Al posto dei fogli di carta si “stampano” case ecologiche
Con una particolare stampante 3D, lo studio danese 1:1 Arkitekter ha costruito Villa Asserbouna casa ecofriendly (situata a pochi chilometri da Copenaghen) che assume energia dapannelli solari fotovoltaici e da un impianto solare termico. Invece dei classici fogli di carta,nella stampante sono state inserite lastre di legno e materiale isolante che sono stati assemblati nel giro di quattro settimane. L’abitazione, chiamata “Eco-casa del futuro” dagli architetti che l’hanno ideata, massimizza l’efficienza e minimizza l’impatto ambientale abbattendo le emissioni di CO2. La stampante utilizzata nel processo computerizzato è una fresatrice computerizzata ad alta precisione che taglia il legno nelle forme e nelle dimensioni necessarie per l’assemblaggio. La casa è stata costruita con 820 fogli di compensato proveniente da legno 100% certificatodelle vicine foreste finlandesi (dove per ogni albero abbattuto se ne piantano 10). Eliminato l’utilizzo del laterizio e del calcestruzzo e ridotto all’essenziale quello dell’acciaio. Infine, una casa di questo tipo può essere “stampata” in qualsiasi parte del mondo, attraverso un semplice invio del file contenente i dettagli architettonici e di design scelti.

mercoledì 1 febbraio 2012

Ecofont. Come risparmiare il 50% di inchiostro.



Questo post vi sembrerà controproducente per noi di FuturPrint, ma in realtà crediamo sia importante investire nell'innovazione ecocompatibile ed è per questo che vogliamo indicarvi questa opportunità.

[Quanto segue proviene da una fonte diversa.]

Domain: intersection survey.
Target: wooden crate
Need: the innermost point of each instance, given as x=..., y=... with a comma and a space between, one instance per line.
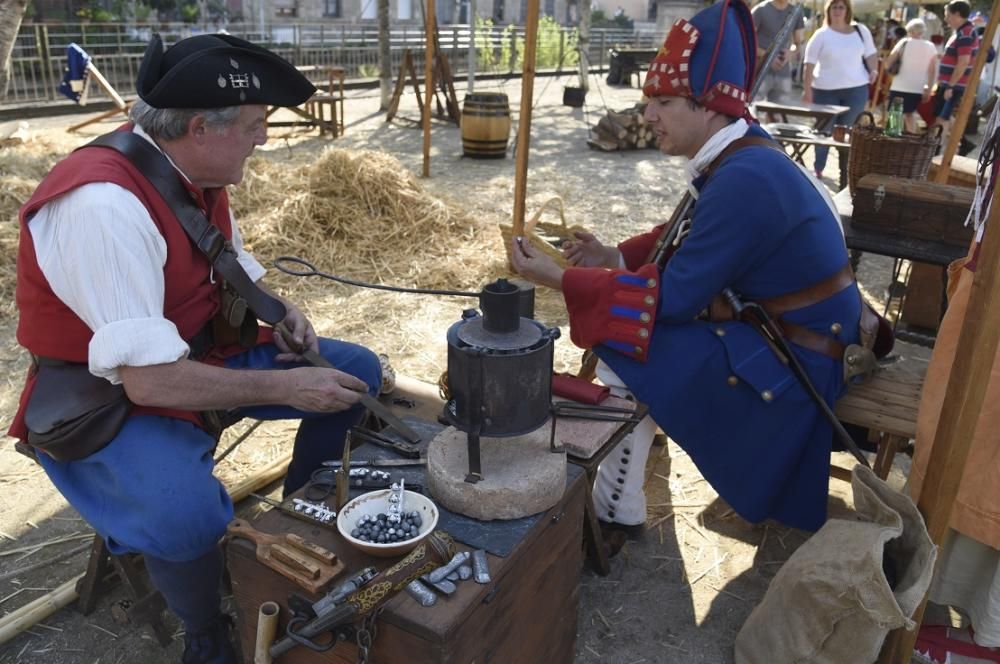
x=527, y=613
x=913, y=208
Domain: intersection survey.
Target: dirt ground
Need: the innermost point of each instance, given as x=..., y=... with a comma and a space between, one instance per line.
x=678, y=594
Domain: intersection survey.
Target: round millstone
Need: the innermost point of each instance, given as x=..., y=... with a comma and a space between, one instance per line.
x=521, y=476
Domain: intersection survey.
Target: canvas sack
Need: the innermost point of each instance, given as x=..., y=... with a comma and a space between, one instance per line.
x=831, y=602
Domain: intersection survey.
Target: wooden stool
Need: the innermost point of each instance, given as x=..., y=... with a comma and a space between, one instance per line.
x=329, y=112
x=146, y=605
x=887, y=406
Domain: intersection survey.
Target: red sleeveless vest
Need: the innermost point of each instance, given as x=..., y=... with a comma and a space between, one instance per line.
x=48, y=328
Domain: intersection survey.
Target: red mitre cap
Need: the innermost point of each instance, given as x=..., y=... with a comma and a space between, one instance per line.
x=710, y=59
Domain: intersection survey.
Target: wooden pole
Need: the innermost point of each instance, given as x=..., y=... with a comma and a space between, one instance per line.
x=17, y=621
x=965, y=106
x=583, y=43
x=963, y=400
x=524, y=123
x=430, y=19
x=472, y=46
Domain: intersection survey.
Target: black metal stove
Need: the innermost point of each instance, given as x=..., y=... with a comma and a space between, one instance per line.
x=499, y=369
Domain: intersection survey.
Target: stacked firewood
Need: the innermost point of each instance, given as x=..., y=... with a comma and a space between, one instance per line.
x=622, y=130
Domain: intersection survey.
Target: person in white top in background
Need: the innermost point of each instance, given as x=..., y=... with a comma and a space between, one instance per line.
x=917, y=71
x=768, y=18
x=840, y=63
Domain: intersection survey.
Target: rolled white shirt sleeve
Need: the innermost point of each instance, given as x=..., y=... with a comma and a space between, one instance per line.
x=103, y=256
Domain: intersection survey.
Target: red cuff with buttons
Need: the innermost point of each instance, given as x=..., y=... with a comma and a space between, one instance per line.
x=615, y=308
x=635, y=250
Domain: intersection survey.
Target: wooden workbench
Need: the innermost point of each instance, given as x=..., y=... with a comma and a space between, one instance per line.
x=527, y=613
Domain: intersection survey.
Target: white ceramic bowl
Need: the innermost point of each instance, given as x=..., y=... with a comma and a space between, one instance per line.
x=374, y=503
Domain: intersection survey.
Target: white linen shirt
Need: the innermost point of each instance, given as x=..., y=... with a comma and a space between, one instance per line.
x=103, y=256
x=916, y=60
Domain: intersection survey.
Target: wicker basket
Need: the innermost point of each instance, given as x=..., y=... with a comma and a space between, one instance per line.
x=906, y=156
x=547, y=236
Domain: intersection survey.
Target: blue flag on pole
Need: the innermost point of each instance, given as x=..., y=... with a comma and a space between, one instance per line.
x=75, y=73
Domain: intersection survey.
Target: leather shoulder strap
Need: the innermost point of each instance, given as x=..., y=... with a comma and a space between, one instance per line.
x=209, y=240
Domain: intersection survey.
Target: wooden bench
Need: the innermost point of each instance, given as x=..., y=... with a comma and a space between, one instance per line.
x=886, y=406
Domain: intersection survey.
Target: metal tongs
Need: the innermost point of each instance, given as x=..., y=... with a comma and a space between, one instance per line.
x=582, y=411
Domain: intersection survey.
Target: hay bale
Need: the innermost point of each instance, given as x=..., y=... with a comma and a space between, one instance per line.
x=361, y=214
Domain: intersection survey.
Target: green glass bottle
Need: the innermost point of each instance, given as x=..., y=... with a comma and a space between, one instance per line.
x=894, y=118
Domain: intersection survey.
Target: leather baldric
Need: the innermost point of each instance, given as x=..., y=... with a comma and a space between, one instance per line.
x=800, y=299
x=209, y=240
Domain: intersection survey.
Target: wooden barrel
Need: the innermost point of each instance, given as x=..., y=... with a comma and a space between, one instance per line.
x=485, y=125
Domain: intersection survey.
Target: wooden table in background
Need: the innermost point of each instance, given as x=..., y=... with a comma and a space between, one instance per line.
x=325, y=109
x=929, y=256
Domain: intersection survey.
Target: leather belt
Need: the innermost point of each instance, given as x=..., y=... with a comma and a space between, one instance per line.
x=800, y=299
x=814, y=341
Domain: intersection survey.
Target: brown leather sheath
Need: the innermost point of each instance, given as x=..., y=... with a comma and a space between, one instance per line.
x=720, y=310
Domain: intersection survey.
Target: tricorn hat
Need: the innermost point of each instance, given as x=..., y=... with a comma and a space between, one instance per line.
x=710, y=59
x=214, y=71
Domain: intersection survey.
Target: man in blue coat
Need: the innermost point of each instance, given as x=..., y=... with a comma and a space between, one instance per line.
x=762, y=227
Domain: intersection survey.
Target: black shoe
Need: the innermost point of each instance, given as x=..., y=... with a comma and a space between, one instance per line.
x=613, y=541
x=212, y=645
x=630, y=532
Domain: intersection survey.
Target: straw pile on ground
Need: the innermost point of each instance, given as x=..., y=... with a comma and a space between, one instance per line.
x=23, y=163
x=361, y=214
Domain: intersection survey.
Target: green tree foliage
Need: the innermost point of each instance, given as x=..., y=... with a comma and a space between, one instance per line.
x=600, y=19
x=494, y=51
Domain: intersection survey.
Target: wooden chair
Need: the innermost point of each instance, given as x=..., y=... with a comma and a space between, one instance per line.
x=144, y=604
x=121, y=106
x=887, y=407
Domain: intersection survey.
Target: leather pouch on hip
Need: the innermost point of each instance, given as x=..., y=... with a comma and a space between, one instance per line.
x=234, y=323
x=72, y=413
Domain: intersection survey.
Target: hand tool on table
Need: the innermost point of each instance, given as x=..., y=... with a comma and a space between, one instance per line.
x=342, y=474
x=367, y=400
x=314, y=517
x=306, y=564
x=407, y=449
x=429, y=554
x=378, y=463
x=325, y=482
x=766, y=327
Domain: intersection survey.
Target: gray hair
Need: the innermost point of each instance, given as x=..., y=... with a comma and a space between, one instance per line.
x=172, y=123
x=916, y=27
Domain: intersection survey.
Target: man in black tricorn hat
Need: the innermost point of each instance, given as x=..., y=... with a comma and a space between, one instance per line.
x=111, y=289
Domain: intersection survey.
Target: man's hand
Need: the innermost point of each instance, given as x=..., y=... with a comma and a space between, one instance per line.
x=318, y=390
x=587, y=251
x=534, y=265
x=303, y=337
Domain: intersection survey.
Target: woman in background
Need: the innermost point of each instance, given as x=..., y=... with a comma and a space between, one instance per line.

Un’azienda olandese, la Sprang, ha realizzato un font che fa risparmiare inchiostro, quindi cartucce per la stampante. Si tratta di Ecofont e si è arrivati ad esso dopo una serie di test che hanno consentito di raggiungere un buon punto d’incontro tra risparmio e leggibilità del testo.
Secondo quanto indicato dalla Sprang, l’utilizzo di tale carattere permetterebbe di risparmiare sino al 50% di inchiostro. Questo comporta, ovviamente, benefici sia per gli utenti sia per l’ambiente.
Guardando Ecofont a grandi dimensioni, di certo, vi accorgerete dei buchi al suo interno he permettono il risparmio, ma utilizzandolo con dimensioni normali otterrete un buon risultato di stampa, anche migliore con stampanti laser.
Per avere una buona qualità sullo schermo l’azienda indica agli utenti la necessità di non superare la dimensione di 9 o massimo 10 pixel. Un’altra soluzione potrebbe essere quella di usare il rendering ClearType di Xp e Vista.